Die Sonne brach um 11:50 Uhr durch und schlagartig befand man sich in einem Backofen mit eingestellter Ober- und Unterhitze, denn der Aspahlt, auf dem ich mich inzwischen befand, heizte sich innerhalb weniger Minuten auf. Ich hatte nur noch ca. 2 Stunden vor mir, sollte ich am Zielort einen Schlafplatz bekommen. Plötzlich hielt ein Radfahrer neben mir und fragte, ob ich zur Herberge A Cabana wollte. Ich bejahte dies und er stellte sich als der Herbergsvater vor, der nun vorfahren und alles vorbereiten wollte. Es gäbe vor Ort nichts zu essen und auch sonst nur Wasser. Falls ich noch etwas benötigte, müsste ich bei einem Nachbarn klopfen. Dieser könne mir dann aus seinem privaten Bestand etwas verkaufen. Ich war im Grunde versorgt, hätte mich aber über ein kühles Bier am Abend gefreut. Als ich später in der Herberge eintraf, war außer mir noch eine 31 jährige und energiegeladene Spanierin anwesend. Wir beschlossen dann gemeinsam beim Nachbarn zu klopfen, da Judith überhaupt keine Vorräte dabei hatte und drohte, bei fehlender Nahrungsaufnahme binnen Sekunden einzugehen. So kam ich doch noch zu meinem Bier und nahm für Adelina auch gleich eins mit. Diese trudelte auch wenig später ein und liebte mich für das erfrischende Getränk, welches sie noch vor der Dusche hinuterkippte. Ich wusste wohl, warum ich immer so früh startete 😉.

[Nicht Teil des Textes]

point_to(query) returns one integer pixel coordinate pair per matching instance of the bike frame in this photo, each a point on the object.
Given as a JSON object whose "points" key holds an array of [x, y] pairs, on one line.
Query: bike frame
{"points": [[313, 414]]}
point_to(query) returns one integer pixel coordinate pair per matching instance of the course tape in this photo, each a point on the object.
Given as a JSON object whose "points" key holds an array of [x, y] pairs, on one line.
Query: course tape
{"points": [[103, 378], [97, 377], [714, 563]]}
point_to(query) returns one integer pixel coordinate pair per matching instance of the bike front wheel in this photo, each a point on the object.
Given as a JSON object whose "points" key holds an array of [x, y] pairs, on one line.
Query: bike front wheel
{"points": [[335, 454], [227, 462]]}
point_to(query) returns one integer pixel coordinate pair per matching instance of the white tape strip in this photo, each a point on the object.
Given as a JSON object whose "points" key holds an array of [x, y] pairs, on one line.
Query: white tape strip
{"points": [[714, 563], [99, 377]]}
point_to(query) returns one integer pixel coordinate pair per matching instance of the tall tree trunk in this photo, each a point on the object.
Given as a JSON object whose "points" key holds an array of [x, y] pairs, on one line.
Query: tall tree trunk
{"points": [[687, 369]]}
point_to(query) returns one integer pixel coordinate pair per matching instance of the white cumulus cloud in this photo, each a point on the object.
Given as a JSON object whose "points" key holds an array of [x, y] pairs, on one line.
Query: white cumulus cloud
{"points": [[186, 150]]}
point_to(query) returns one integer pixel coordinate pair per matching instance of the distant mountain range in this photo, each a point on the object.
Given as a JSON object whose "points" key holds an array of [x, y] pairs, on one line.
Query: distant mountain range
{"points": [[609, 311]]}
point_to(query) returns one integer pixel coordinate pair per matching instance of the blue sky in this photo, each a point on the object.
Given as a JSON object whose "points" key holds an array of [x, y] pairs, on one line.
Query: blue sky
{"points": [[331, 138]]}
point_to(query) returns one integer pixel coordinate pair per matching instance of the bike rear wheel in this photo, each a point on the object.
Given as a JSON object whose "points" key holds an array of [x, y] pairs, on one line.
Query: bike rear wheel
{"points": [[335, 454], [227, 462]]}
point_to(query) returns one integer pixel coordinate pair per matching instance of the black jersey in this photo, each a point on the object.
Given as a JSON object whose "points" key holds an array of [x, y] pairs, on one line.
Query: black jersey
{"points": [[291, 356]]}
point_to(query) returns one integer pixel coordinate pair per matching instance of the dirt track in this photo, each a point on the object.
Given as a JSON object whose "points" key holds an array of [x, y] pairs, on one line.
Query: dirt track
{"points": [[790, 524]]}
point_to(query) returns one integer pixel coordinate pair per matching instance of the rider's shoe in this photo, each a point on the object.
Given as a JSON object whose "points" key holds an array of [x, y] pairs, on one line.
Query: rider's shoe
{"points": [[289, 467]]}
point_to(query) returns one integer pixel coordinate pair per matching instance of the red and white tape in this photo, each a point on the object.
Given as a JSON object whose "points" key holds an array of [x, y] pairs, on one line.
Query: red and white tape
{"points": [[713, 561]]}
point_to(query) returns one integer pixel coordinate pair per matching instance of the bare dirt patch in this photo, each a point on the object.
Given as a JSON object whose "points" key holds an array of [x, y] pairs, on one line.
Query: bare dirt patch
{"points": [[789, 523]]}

Die Herberge durfte aufgrund der Pandemie nur 6 Betten zur Verfügung stellen, welche mit dem deutschen Marcel, dem kolumbianischen Andre, sowie einem älteren Pärchen und uns dann schon überbelegt war. Da es außer zwei bis drei weiteren Wohnhäusern wirklich nichts gab, lagen wir zuerst entspannt im angrenzenden Garten und saßen dann am Abend noch ein wenig zusammen. Morgen stand nur eine kurze Etappe bevor und auch hier hatte ich wieder keine Unterkunft vorgebucht. Mal sehen, wo wir landen würden. Denn Adelina hatte gefragt, ob wir gemeinsam gehen wollten und nach den letzten Tagen alleine auf dem Camino, tat mir Gesellschaft vielleicht mal wieder ganz gut.